Playing dirty with coal.
—by John deJong
You can forgive Utah’s citizens if we feel like we’ve been dry-gulched by the Coal Brothers and their hired guns. As Brian Maffly revealed last month in the Salt Lake Tribune (March 28, 2016) the people who finagled a $53 million loan from Utah’s Community Impact Board for a minority investment in a deep water coal terminal in Oakland, California have been misrepresenting the project to the citizens and elected officials of Utah and Oakland.
The Community Impact Board (CIB) was established to disburse mineral royalties from federal lands in Utah. It was originally dedicated to mitigating the effects of mineral extraction and targeted almost any governmental institution in the state. Recent highway projects like the Utah County I-15 upgrade and the Mountain View corridor have been funded in part by the CIB.
The law was changed this last legislative session (S.B. 246) to include privately owned “throughput infrastructure projects… located within, partially within or outside the state” such as “a bulk commodity ocean terminal” as possible beneficiaries of the royalties.
Governor Herbert et al. would have us believe that this is just a loan. A very safe loan. We should expect the money to be repaid. But the most likely scenario is that the venture will struggle for years, barely making the interest payments and then, as the deep water basin silts up, go bankrupt, leaving Utah’s Community Impact Board holding a bunch of yellowing doilies with fancy printing and possibly, if things go our way, the title to a rusting monument to the passing of the coal age, with a great view of Alcatraz and the Pacific.
If, as documents cited in Maffly’s story suggest, this deal doesn’t go down, citizens of Utah should be thankful for such an explicit example of the power of campaign contributions, as well as a convincing case for stricter conflict-of-interest laws. For Bowie Resource Partners, owner of three Central Utah coal mines, gave Governor Herbert $14,000 in 2014 and 2015. They distributed a similar amount among the leadership in the legislature who passed the bill. Of course, this did not influence their judgment.
When asked about Bowie Resources’ contribution to his campaign, Herbert claimed he didn’t even know that they had contributed. I’ll bet that when Bowie’s lobbyists call Herbert’s office, an aide will look up their contribution and determine whether Herbert needs to take the call.
But Bowie Resources doesn’t really need to talk to Herbert. He needs no orders from headquarters to do what they want.
An argument should be made for much stricter conflict-of-interest standards for executive offices. Any ethical breach regarding conflict of interest on the part of a legislator will be corrected by other representatives, assuming no one has enough money to buy the ears of all of our representatives and then, without getting caught, lie to each and every one of them. A politician in an executive position has only his own prejudices, obligations and phobias to guide his judgment.

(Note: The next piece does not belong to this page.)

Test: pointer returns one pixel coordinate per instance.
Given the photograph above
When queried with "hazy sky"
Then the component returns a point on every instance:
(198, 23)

On another level, this isn’t about coal (Bowie Resources is looking to diversify by buying trona mines in Wyoming) or jobs (only about 1,500 in 2013) or making a “profitable” investment. It’s about denial of global warming and ending the burning of fossil fuels—the “war on coal.”
No one wants to be the last person killed on the losing side of a war. No one wants to be the last investor in a sinking industry. But that is exactly who Governor Herbert and Bowie Resources are lining up the citizens of Utah to be.
In the best possible case (not very probable, but possible) it would take decades for this loan to be repaid. The coal industry won’t last that long. Utah would be far better off spending this money for true mitigation, not incineration. We can’t let our elected officials burn $53 million. That money would do a lot for the irrigation districts in Utah’s coal belt, or provide solar electric installations for all of those towns.